SCHUBERT: Sonata in a Minor, D. 821 “Arpeggione”; BENJAMIN: Sonata for Viola and Piano; PAGANINI: Caprice No. 9: Allegretto; HUBAY: Der Zephir – Hartmut Lindemann, viola/Megumi Hashiba, piano/ Roman Viazovskly, guitar – Tacet 143, 76:35 [Distr. by Naxos] ****:Hartmut Lindemann provides the usually scanty viola repertory some outstanding transcriptions, notably his musically gratifying transposition of the D Minor Sonata by Schumann, which Lindemann first presented in 2000 with pianist Hashiba. The aim here (2006) was to complement the viola versions of the Brahms clarinet sonatas with a major work by Schumann, so often the major influence on Brahms himself. Utilizing a “tenor viola” enhances the mid-range radiance of the instrumental colors, with no loss of the vibrancy and idiomatic melodiousness of the original. Certain other adjustments ensue, as Lindemann uses the high G and C strings to effect a “sul ponticello” directive by the composer. Hashiba’s Steinway D elicits its own autumnal colors, often of a virtuosic character. The octave leaps in the last movement quite tax Lindemann’s mettle, but he carries off the appearance of easy grace with admirable execution.

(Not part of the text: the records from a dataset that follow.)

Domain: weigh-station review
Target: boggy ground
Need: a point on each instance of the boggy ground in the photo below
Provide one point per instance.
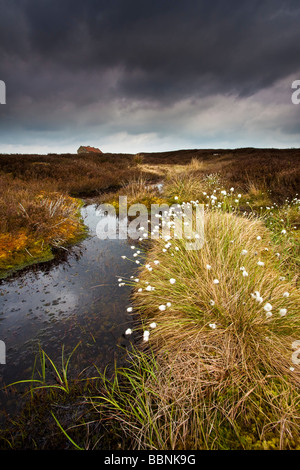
(216, 368)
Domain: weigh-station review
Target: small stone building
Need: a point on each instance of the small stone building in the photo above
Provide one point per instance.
(88, 149)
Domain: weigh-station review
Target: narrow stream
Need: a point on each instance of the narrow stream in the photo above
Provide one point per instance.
(75, 299)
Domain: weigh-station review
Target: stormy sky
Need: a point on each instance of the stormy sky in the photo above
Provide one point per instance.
(147, 75)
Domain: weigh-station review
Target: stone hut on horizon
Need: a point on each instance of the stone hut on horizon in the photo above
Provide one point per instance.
(88, 149)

Lindemann performs Schubert’s uncanny Arpeggione Sonata with guitar accompaniment, a combinaton that strikingly approximates what the original instrument may have done for itself. Lindemann can deliver a “cello” tone with ease, lush and pliant at once. In his accompanying notes, Lindemann writes of searching for the “smile behind the tears” in Schubert. The fluency of the lyrical impulse, Lindemann’s high-bridged cantabile, compels our affection, as well as comparisons with Feuermann’s and Cassado’s cellos. If this were intended to be a “salon” performance, the scale of sound transcends that limit and ascends to rarer atmospheres. Lovely guitar effects in movements two and three, a real serenade of Iberian beauty by way of Vienna.
Arthur Benjamin’s Viola Sonata was written for William Primrose, who immediately praised its virtuosic qualities. The hands ply the entire fingerboard, creating effects that can be throaty and gruff to high-pitched, pointillist moments not far from Webern. In its lyrical episodes, a sweet melancholy pervades the piece, and we can easily place Lindemann’s inscription next to that of Primrose, if we had it. Originally entitled “Elegy, Waltz, and Toccata,” the three movements furnish the solo with contrasting, mercurial elements for bravura display. The keyboard part, especially in the waltz section, proves audacious, while the viola effects some buzzing, improvised character alternating with martial impulses. The Toccata whirls, certainly, but it no less projects a manic, surreal drive, the registrations of the figures shifting virtually at every bar. The spirit of Hindemith seems nigh as the academic and the virtuosic compete for musical space.
The two short pieces, Paganini’s Ninth Caprice “La Chasse,” and Hubay’s “Zehpyr,” each ask for double-notes and swift alternation of bowed and plucked notes. The use of upbows in the Paganini creates some thrilling moments in the articulation of the staccati flute effects. The Zephyr derives from a 1982 Intercord LP, and it reveals more of the fire demon in Lindemann, who wanted broken triads to dazzle our ears. The middle enjoys a sincerity of expression, despite Lindemann’s later reservations about the reading.